Weekend Argus (Saturday Edition)

THE SUPER DEMANDS OF THE SUPER RICH

Most wishes can be granted

- BRANDON PRESSER

SUMMER is almost here, which means it’s officially wedding season – which means it’s also honeymoon season.

Lining up a dream post-nuptial vacation can be just as high-stakes as planning the big day itself. (Remember Prince Harry and Meghan Markle’s widely publicised indecision: Was it Africa or Canada?) It can be especially complicate­d, it turns out, if you are a billionair­e.

Nobody knows that better than the planning team at Ovation Vacations, a leisure travel consultanc­y for ultra high-net-worth individual­s. (Think media moguls, real estate tycoons, financiers, movie stars, talk show hosts and pro athletes.) The company’s team of 30 agents plans more than 200 honeymoons a year, at an average of $50 000 (about R730 000) a trip.

Ovation’s president, Jack Ezon, handles myriad client requests from the practical to the absurd. And as I learnt during a consulting crash course with Ezon and his team, there are many odd asks from the world’s richest honeymoone­rs.

After signing a non-disclosure agreement, your first rite of passage with Ovation is to travel with the meat. Literally. One of the most common requests is to have specific cuts of beef flown from a client’s butcher in the US to a location on the other side of the globe.

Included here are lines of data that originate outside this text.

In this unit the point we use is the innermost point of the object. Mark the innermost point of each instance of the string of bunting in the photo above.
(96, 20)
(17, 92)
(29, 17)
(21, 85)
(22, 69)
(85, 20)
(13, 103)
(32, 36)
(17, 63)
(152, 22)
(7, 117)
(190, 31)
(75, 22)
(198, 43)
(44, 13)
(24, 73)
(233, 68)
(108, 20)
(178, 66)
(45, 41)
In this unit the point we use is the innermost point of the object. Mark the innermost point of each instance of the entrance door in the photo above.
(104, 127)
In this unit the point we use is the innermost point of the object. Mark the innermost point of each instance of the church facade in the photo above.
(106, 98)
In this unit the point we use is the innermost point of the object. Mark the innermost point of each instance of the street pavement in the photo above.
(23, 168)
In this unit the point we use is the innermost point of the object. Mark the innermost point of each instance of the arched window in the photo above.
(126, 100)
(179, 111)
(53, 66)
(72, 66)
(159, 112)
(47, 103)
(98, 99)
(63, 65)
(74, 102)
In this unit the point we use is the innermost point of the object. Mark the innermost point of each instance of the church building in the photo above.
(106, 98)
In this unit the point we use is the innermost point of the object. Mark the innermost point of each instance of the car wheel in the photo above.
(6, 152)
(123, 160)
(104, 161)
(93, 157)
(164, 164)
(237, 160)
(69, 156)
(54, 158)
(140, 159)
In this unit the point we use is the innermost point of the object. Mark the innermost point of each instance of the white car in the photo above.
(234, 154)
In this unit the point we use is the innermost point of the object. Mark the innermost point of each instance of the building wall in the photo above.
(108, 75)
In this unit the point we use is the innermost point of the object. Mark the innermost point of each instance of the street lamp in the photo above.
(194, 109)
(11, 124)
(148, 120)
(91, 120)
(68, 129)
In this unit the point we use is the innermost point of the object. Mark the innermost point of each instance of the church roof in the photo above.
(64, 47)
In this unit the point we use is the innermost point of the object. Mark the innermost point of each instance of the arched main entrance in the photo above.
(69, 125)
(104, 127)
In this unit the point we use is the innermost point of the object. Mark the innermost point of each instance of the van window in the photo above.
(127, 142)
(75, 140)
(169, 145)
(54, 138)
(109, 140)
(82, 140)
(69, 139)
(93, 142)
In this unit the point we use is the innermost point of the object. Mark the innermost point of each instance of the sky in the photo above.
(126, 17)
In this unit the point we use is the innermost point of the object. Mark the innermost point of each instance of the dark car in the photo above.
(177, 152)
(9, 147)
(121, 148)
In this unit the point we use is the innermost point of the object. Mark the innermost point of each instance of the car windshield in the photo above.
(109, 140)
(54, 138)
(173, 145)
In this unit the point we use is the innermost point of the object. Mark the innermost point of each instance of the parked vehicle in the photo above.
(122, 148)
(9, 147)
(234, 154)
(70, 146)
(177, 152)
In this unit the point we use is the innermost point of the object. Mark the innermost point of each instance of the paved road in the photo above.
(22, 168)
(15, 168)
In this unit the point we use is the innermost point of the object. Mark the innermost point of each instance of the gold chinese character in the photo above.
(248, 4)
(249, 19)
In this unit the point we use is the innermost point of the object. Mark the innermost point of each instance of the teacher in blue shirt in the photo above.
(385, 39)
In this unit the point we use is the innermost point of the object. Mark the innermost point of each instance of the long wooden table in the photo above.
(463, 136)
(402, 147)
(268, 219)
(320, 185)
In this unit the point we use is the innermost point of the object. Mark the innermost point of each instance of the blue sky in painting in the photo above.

The title of T-bone chaperone always goes to the agency’s most junior planner.

It’s their unenviable task to lug the fillet mignons through airport security in chilled briefcases, then onto a commercial jet and eventually to their desired hotel kitchen.

Cooking the meat can be an exacting science, too: One planner has received paint swatches in the mail from a traveller showing precisely how medium-rare he wanted his steak.

Riders are compiled for every one. Often they’re so complex, they make J Lo seem easygoing for wanting the green M&Ms picked out of her candy bowl. Sometimes the requests are so massive in scope that constructi­on crews are called in.

A husband recently spent $80 000 to have a 210-foot yacht carpeted, so his new wife could wear her stilettos on board instead of having to go barefoot.

Most wishes can be granted… except if they’ll land you in jail.

“We’ll do anything for our clients as long as it’s legal in the country they’re visiting,” says Ezon, who has fielded only one request for a prostitute in his 18 years of honeymoon planning.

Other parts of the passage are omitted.